The Wall Street Journal reported that the Supreme Court asked the DOJ for its views regarding the Florida and Texas laws “as is typical in cases involving federal interests.” In a brief, Prelogar urged the court to hear the cases.

“When a social-media platform selects, edits and arranges third-party speech for presentation to the public, it engages in activity protected by the First Amendment,” she wrote, adding that “the act of culling and curating the content that users see is inherently expressive, even if the speech that is collected is almost wholly provided by users.”

Chris Marchese, litigation director for NetChoice, said “Online services have a well-established First Amendment right to host, curate and share content as they see fit.”

And Matt Schruers, president of the Computer & Communications Industry Association, said, “It is high time that the Supreme Court resolves whether governments can force websites to publish dangerous content. … Telling private websites they must give equal treatment to extremist hate isn’t just unwise, it is unconstitutional, and we look forward to demonstrating that to the court.”

Tech companies, government using variation of ‘too big to fail’ argument

McCollough told The Defender that what the parties will be briefing and arguing is whether the two state statutes’ content moderation restrictions comply with the First Amendment — in other words, each state’s prohibition against viewpoint discrimination and whether that violates the First Amendment.

The Supreme Court will also hear arguments related to the “individualized explanation requirements” and the extent to which they “comply with the First Amendment.”

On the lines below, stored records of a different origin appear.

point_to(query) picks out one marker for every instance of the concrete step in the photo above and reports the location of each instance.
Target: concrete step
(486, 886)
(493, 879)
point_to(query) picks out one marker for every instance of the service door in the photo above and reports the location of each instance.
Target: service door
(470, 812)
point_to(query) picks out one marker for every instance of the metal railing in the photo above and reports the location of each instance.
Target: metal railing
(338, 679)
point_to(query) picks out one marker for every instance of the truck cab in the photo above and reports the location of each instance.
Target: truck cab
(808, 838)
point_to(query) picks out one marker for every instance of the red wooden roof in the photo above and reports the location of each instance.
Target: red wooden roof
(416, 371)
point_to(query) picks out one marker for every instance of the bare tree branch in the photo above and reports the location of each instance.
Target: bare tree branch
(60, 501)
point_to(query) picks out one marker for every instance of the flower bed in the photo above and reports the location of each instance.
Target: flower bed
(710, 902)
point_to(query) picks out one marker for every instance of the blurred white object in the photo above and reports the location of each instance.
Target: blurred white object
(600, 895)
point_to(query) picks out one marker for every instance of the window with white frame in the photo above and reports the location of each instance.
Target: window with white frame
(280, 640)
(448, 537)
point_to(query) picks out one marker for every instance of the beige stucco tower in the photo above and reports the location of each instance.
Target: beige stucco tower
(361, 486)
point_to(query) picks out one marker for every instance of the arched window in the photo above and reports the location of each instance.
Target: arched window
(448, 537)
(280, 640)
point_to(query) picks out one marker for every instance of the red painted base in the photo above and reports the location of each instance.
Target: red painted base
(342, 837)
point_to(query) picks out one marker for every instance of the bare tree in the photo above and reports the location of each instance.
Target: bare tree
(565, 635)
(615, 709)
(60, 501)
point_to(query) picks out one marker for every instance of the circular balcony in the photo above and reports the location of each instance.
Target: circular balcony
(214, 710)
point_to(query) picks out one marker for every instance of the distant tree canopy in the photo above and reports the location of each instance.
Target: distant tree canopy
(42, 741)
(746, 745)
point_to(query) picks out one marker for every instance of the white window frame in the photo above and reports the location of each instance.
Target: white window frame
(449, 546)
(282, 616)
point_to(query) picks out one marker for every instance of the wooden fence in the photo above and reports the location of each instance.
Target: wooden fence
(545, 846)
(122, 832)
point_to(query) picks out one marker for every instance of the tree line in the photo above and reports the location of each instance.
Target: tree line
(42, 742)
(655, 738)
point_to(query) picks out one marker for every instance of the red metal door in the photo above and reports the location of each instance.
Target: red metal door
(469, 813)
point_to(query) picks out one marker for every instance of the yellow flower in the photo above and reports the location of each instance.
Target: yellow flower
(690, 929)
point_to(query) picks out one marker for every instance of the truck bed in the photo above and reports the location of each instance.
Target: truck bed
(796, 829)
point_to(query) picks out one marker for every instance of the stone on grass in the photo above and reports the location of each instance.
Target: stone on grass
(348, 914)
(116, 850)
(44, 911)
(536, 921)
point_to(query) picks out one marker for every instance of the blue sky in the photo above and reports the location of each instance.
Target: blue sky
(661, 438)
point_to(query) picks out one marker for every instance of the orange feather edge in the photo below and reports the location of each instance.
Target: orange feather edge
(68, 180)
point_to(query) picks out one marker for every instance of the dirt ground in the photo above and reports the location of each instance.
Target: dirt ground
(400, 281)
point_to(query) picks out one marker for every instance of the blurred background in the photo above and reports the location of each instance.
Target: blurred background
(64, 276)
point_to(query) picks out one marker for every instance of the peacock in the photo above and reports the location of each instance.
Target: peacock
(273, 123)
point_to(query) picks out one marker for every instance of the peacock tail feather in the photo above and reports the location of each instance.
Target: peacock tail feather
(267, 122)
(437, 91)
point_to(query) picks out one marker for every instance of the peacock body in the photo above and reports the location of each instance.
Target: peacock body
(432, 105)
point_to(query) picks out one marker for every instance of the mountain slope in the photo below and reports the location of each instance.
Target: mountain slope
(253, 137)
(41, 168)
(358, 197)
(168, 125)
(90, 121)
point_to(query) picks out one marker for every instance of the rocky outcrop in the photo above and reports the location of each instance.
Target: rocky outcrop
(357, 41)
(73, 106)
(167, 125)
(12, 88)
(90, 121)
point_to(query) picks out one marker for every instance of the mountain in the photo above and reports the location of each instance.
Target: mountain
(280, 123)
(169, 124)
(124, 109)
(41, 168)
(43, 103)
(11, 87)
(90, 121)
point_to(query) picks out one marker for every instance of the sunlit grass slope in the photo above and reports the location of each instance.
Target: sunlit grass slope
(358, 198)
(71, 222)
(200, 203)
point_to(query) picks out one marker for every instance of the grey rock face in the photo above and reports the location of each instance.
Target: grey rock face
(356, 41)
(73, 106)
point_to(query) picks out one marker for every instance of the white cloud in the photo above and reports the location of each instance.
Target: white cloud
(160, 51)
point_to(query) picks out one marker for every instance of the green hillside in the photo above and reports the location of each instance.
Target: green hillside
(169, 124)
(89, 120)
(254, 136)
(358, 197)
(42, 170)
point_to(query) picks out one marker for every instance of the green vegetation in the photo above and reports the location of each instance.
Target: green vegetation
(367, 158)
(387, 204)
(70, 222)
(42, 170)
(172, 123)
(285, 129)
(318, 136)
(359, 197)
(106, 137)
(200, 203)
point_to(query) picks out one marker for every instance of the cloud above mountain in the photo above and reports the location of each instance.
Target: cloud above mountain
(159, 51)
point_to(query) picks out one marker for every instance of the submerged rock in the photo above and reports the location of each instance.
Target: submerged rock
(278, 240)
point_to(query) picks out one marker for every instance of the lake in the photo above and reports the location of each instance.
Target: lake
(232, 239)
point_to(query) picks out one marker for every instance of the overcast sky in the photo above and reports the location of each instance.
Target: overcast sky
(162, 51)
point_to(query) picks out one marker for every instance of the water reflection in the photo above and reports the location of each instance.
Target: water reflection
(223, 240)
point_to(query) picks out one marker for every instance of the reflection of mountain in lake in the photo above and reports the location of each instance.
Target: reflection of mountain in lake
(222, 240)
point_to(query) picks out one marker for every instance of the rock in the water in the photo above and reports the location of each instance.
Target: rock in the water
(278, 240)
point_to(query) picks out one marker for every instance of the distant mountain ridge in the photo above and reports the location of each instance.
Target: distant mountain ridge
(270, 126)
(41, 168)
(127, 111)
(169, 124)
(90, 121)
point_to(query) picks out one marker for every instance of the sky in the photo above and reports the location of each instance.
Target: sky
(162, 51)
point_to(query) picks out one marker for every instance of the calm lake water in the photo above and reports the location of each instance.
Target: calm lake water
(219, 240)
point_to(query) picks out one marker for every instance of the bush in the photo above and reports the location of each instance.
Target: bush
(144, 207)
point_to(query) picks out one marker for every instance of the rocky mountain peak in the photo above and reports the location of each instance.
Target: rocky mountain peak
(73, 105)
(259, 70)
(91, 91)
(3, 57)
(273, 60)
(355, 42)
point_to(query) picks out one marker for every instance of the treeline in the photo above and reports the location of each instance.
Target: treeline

“What the solicitor general argued is that these platforms are just way too big,” McCollough said. “They have so many posts that it would be so burdensome on them to be reasonable with their consumers, and that this violates the First Amendment.”

McCollough called this “a variation of the ‘too big to fail’ argument … They’re too big, they do so much, that they just can’t be bothered with an individualized explanation.”

According to McCollough, the Supreme Court’s decision will have major implications for contemporary understandings of free speech and First Amendment rights.

“If you look at the position of the solicitor general and, therefore, the U.S. government, they are saying that the government has a right to free speech, the platforms have a right to free speech, but the people do not have a right to free speech.”

“From a policy perspective, what is the message being sent to Americans? Sit down, shut up, there’s nothing you can do about it, there’s nothing the state legislature can do about it,” he said. “And if they are right about the First Amendment, there’s nothing Congress can do about it.”

“Don’t sit down, don’t shut up, and yes, there is something you can do about it,” he said.